Oisín stares at me, his breaths coming in a little shallower, and I can see the exact moment the words land somewhere he doesn’t want me touching. His voice drops a little. “Are you planning to do something different?”
I let my thumb move once against the back of his neck. “I’m planning to use what he ignored.”
“That doesn’t sound better.”
“It’s honest.”
His mouth twists faintly. “You keep saying that like honesty makes ugly things less ugly.”
“No. It makes them easier to see coming.” I drop my hand from his neck and gesture further down the hall, wondering if he’ll obey on his own.
Oisín hesitates for a moment and then moves, a small smile creeping onto my lips as I continue laying out his new life.
“You’ll eat in the main hall where we just were,” I push out.
“You sleep in my room. You don’t call Canon unless I’m standing beside you.
You don’t report back to the Rogues. You don’t answer questions from anyone out front, trying to decide whether they can make you flinch.
If someone gives you trouble, you tell me. ”
His brows draw together as he twists around to look at me. “And if I don’t want to run to you every time someone says something cruel?”
“Then tell Tally.”
That catches him off guard. “Who’s Tally?”
“You’ll know her by breakfast. She’ll know you before that.”
“Should I be worried?”
“About Tally?” This time, I do smile a little. “Only if you’re stupid.”
By the time we get to my room at the end of the hall, I’m pissed off, tired, and need something to work out my anger on.
Usually, there would be someone out in the main space who needed to be taught a lesson.
But the perfect piece of ass currently standing in front of me might be the best alternative I’ve ever had.
Oisín lets out a small sound before his shoulders fall, his gaze moving to the one bed in the middle of the room. It’s nothing pretty, this place is more for show than an actual resting place. I can’t remember the last time I actually slept, let alone tucked up in a bed fit for a king.
I close the door behind us and move toward the desk across from the bed, shrugging out of my cut and laying it over the chair. “After you work with Moth, you start learning Obsidian’s system.”
“So I’m working.”
“You thought I brought you here to decorate my room?”
His face heats, and I know exactly what image moved through his head before he looks away.
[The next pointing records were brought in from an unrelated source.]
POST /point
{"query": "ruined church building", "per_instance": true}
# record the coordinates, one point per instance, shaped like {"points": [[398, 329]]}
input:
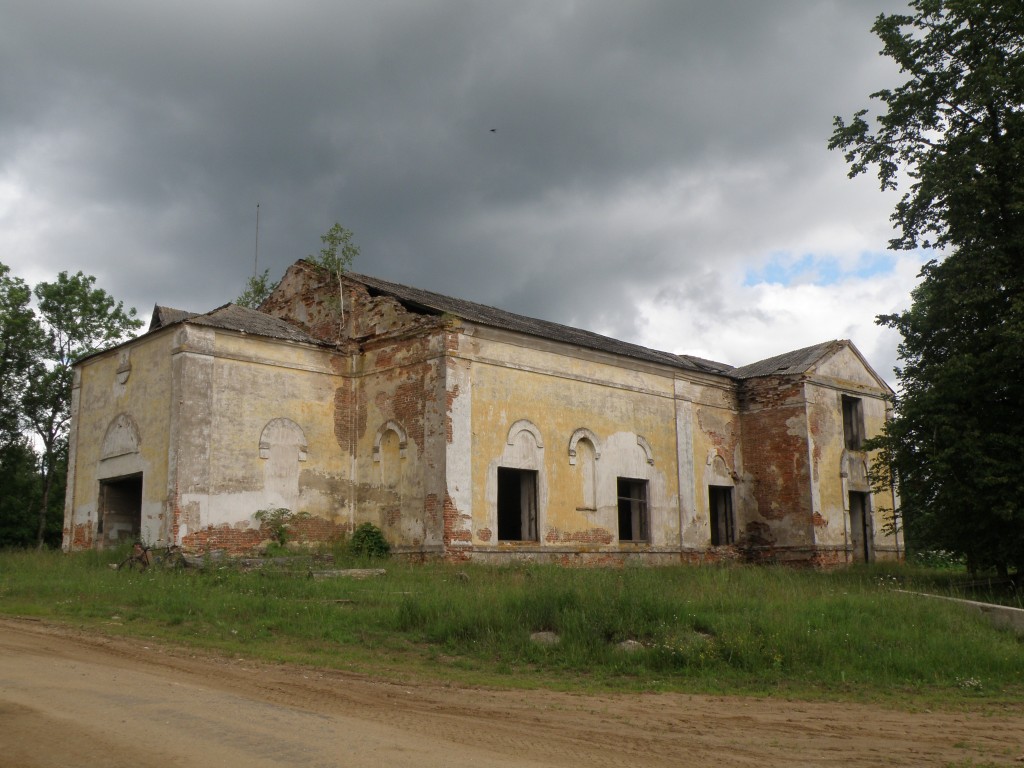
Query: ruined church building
{"points": [[464, 431]]}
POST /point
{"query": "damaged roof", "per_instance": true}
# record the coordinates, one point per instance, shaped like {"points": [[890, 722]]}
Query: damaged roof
{"points": [[787, 364], [233, 317], [487, 315]]}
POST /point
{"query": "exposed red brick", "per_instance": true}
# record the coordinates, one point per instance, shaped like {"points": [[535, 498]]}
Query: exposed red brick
{"points": [[591, 536]]}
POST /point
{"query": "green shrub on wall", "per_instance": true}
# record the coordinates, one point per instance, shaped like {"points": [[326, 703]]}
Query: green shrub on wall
{"points": [[369, 541]]}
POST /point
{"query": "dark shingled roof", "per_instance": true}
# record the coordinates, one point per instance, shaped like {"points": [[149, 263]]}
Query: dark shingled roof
{"points": [[166, 315], [797, 361], [486, 315], [235, 317]]}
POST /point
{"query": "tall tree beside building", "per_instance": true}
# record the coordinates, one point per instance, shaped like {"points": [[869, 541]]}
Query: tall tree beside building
{"points": [[952, 137], [76, 318]]}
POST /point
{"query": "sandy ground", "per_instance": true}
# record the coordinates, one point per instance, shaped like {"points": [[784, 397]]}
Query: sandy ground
{"points": [[72, 698]]}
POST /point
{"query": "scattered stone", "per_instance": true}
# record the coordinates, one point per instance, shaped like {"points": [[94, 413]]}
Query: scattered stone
{"points": [[545, 638], [348, 573]]}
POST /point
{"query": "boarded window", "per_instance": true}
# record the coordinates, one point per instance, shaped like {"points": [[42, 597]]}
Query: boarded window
{"points": [[723, 524], [634, 524], [853, 422], [516, 505]]}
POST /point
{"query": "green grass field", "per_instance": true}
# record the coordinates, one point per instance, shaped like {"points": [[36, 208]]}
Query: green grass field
{"points": [[752, 630]]}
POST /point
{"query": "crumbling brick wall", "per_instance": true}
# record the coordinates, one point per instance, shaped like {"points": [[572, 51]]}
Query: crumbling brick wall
{"points": [[777, 466]]}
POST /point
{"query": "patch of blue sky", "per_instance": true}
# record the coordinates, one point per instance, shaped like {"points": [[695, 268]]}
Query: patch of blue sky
{"points": [[784, 269]]}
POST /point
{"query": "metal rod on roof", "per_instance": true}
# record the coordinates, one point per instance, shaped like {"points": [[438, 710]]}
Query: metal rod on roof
{"points": [[256, 257]]}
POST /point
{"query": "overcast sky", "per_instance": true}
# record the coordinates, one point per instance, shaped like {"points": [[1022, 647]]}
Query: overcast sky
{"points": [[653, 171]]}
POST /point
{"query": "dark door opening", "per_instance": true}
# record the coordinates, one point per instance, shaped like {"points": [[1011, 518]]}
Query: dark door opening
{"points": [[723, 525], [860, 526], [633, 519], [120, 516], [516, 505]]}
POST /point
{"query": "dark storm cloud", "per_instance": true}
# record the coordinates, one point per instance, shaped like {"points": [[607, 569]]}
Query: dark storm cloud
{"points": [[635, 144]]}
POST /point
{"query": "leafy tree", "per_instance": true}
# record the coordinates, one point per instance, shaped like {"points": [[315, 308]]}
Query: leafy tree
{"points": [[338, 251], [77, 318], [20, 337], [952, 136], [257, 289], [19, 487], [337, 256]]}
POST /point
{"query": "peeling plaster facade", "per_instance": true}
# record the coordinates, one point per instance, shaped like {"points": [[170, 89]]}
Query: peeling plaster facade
{"points": [[466, 432]]}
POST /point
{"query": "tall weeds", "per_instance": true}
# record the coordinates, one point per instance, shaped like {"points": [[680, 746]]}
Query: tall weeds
{"points": [[709, 629]]}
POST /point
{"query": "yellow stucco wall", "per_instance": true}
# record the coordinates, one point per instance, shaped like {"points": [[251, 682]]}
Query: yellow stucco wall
{"points": [[624, 423], [836, 470], [100, 396]]}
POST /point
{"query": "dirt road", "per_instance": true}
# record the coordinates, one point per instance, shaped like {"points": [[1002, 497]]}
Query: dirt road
{"points": [[70, 698]]}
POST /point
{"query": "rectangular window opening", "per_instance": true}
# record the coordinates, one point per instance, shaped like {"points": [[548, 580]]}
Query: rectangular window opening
{"points": [[860, 526], [634, 524], [516, 505], [723, 524], [853, 422], [120, 516]]}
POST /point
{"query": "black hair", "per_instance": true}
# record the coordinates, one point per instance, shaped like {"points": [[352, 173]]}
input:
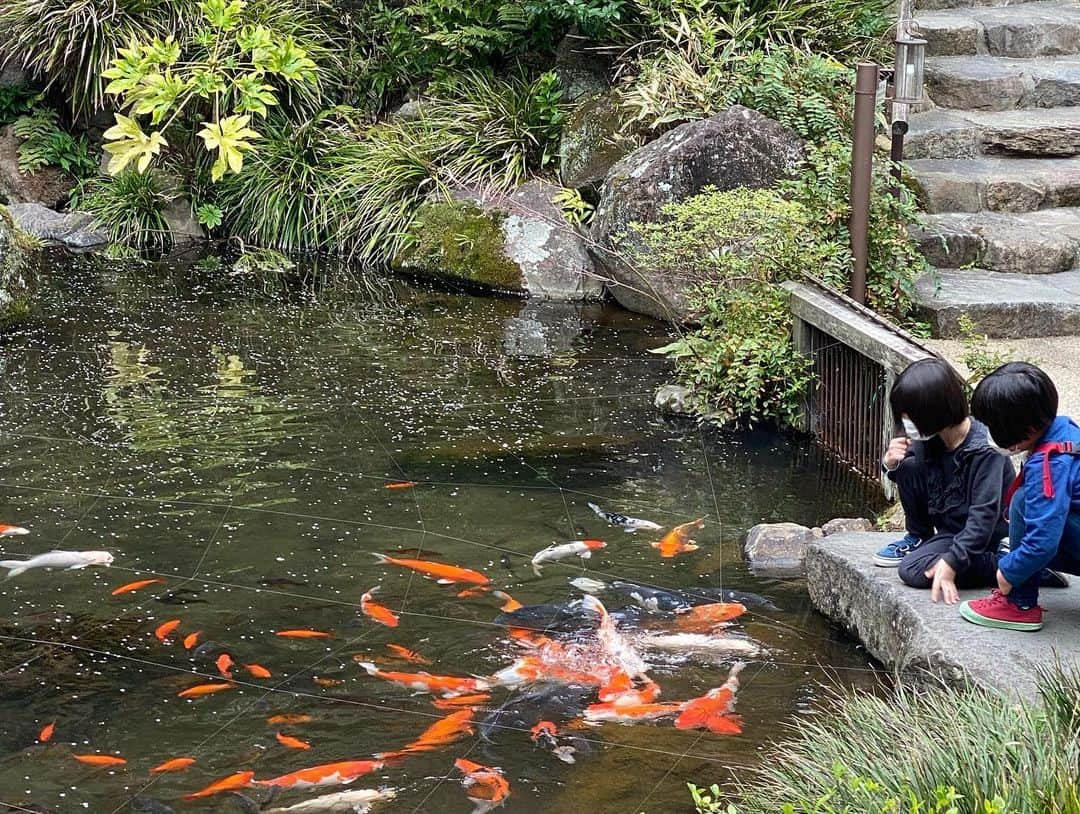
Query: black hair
{"points": [[931, 394], [1015, 402]]}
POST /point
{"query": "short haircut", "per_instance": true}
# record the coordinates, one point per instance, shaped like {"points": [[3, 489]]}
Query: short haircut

“I don’t know what you brought me here for,” he mumbles.
That’s the first fully honest thing he’s said since we left the hall.
I step toward him then, slowly enough that he has every chance to stand his ground or move away. He stands his ground, but his pulse jumps in his throat. I stop close enough that he has to tilt his head back to keep looking at me.
“Yes, you do.”
His eyes flash. “Don’t do that.”
“Do what?”
“Say things like they’re true just because you want them to be.”
“They are true.”
“They’re convenient.”
I lift my hand and settle my fingers beneath his chin. He goes still immediately, but it isn’t fear that makes him quiet this time. I tilt his face higher, watching his lashes flicker as he fights the instinct to soften into the hold.
“You asked what I expect,” I say. “You already know.”
His breath catches in his throat, his cheeks coloring until they’re a beautiful shade of rose. Oisín whispers, “Saint.”